In this study, we further compared the microbial community compositions revealed by using these four methods. The results showed that though the species diversities among communities retrieved using filtration and differential centrifugation pre-treatment and PowerSoil DNA extraction kit were similar, the filtration and differential centrifugation pre-treatments introduced slight taxonomic bias in revealing microbial composition. The filtration pre-treatment significantly reduced the relative abundance of Spirochaeta in comparison to the DNA directly extracted using the PowerSoil DNA Isolation kit. The cell length of most Spirochaeta spp. was 9–30 μm [58], which exceeds the pore size of the 5 μm membrane filter, thus this group might be removed during filtration.

The HostZERO Microbial DNA kit could significantly increase the relative abundances of Mycobacterium and Tenacibaculum in comparison to DNA extracted using the PowerSoil DNA Isolation kit. Mycobacterium and Tenacibaculum are currently believed to be related to mortality events in bivalves [59,60]. These results suggest that the HostZERO Microbial DNA kit could improve the analytical sensitivity of pathogen detection. Moreover, we found that the DNA extracted with HostZERO Microbial DNA kit had lower relative abundances of most gram-negative taxa in comparison to PowerSoil DNA extraction kit. This bias has also been observed in the saliva microbial community [41]. It might be that the relative abundance of gram-negative bacteria was “diluted” by the DNA of gram-positive bacteria. In addition, as the cell wall of gram-negative bacteria is thin, some might be lysed together with host cells and the released genomic DNA were removed. Therefore, the limitations of this method must be considered when specifically focusing on gram-negative groups. In addition, the HostZERO Microbial DNA kit could significantly decrease the relative abundances of the major group, Thaumarchaeota, in comparison to DNA extracted using the PowerSoil DNA Isolation kit, while abundant unclassified archaea were detected in the libraries constructed from DNA extracted using the HostZERO Microbial DNA kit. These results imply that diverse unrecognized archaea are rare groups in P. canaliculus gill tissues, which could only be detected when the host DNA was removed from the whole genomic DNA as much as possible.

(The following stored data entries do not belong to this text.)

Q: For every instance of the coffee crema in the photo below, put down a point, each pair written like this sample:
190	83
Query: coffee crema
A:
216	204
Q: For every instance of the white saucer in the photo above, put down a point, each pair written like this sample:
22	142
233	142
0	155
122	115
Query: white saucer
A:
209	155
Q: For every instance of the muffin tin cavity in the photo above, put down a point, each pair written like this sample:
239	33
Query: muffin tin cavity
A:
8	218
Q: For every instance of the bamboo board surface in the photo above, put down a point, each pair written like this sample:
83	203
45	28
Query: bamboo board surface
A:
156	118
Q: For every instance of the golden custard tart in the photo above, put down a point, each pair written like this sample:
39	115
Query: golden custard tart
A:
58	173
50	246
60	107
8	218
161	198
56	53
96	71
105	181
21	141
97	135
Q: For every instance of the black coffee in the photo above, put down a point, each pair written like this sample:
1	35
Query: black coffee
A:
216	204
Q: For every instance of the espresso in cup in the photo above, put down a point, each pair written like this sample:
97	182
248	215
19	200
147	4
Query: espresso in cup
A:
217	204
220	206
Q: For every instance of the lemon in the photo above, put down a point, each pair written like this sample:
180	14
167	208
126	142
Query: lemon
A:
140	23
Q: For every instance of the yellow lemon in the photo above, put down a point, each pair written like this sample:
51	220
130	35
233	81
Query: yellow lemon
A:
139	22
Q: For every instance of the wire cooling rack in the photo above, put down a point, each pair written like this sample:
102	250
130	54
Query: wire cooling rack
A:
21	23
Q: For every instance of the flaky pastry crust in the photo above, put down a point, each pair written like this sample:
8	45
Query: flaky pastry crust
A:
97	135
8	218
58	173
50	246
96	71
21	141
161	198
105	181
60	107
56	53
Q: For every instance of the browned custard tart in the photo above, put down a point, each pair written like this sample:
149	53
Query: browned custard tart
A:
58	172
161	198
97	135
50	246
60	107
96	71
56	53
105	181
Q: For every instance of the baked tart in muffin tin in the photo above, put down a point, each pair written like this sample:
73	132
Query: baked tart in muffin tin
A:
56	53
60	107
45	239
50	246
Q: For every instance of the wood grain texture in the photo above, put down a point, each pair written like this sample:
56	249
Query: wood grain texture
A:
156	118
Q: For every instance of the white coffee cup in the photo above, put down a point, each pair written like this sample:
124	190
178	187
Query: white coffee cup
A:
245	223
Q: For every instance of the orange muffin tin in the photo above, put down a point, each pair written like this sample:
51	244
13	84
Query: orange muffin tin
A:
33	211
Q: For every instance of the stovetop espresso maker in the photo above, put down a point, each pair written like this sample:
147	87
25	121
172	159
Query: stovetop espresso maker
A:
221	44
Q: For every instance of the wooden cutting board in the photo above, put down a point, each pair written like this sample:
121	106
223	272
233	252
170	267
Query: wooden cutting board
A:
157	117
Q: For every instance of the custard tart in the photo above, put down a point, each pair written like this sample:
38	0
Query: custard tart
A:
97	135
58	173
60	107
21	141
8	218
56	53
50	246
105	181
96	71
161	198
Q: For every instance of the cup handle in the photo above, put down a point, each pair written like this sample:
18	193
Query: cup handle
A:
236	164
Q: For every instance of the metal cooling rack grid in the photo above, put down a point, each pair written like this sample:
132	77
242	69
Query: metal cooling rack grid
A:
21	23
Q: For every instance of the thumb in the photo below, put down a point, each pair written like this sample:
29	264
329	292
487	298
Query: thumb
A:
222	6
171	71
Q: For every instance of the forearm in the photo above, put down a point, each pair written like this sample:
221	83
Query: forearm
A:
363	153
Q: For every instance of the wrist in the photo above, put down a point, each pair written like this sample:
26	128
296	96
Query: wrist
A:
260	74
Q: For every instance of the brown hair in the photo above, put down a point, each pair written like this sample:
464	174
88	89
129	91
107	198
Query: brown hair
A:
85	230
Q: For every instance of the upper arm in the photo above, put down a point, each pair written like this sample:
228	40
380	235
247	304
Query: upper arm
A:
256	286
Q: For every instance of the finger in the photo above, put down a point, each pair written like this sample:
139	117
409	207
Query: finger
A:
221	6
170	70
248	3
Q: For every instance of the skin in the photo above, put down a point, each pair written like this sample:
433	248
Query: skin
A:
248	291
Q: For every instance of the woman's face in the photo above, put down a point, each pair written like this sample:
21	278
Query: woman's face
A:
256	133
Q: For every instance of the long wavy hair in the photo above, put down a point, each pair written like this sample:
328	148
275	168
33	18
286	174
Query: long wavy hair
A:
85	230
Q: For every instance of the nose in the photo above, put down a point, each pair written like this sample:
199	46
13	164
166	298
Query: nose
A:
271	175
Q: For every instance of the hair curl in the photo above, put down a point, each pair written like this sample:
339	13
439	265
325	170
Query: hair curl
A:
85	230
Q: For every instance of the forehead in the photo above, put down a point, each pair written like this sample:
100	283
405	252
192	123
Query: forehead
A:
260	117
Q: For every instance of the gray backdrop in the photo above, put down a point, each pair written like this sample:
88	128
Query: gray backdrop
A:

The results in this study showed that different microbial DNA enrichment methods caused microbial taxonomic bias in depicting bivalve-associated microbial compositions. At present, obtaining bivalve symbiotic microbial DNA includes CTAB method [17], commercial kits [31], differential centrifugation [36,37] and filtration [23,38] pre-treatment methods, or host DNA depletion kit [23]. The many variations in DNA extraction methodology decrease consistency and comparability between studies on bivalve microbiome and may confuse the results. Therefore, it is essential to apply the consistent protocol throughout the study of bivalve to reduce potential batch effect associated with the experimental procedure of microbiome analysis. In addition, the bias should be considered in microbiome analysis if data is from different experimental sources.

5. Conclusions

In conclusion, this article brings attention to the importance of choosing an appropriate sampling method and nucleic acid extraction method for studies of the bivalve microbiome. Results of this study suggest that the HostZERO Microbial DNA kit is a desirable method for enriching microbial DNA from Bivalvia gill tissue samples. The pre-treatment methods of filtration and differential centrifugation did not significantly enrich bivalve microbiome. The uncovered Alpha diversities of bacterial and archaeal communities in gill tissue of bivalve were largely affected by DNA extraction method. DNA samples extracted using the HostZERO Microbial DNA kit had higher bacterial diversity than PowerSoil DNA extraction kit, while the HostZERO Microbial DNA kit showed a bias against gram-negative taxa. The results of this study suggest that it is critical to realize that microbial DNA extraction methods introduce a taxonomic bias that cannot entirely be avoided.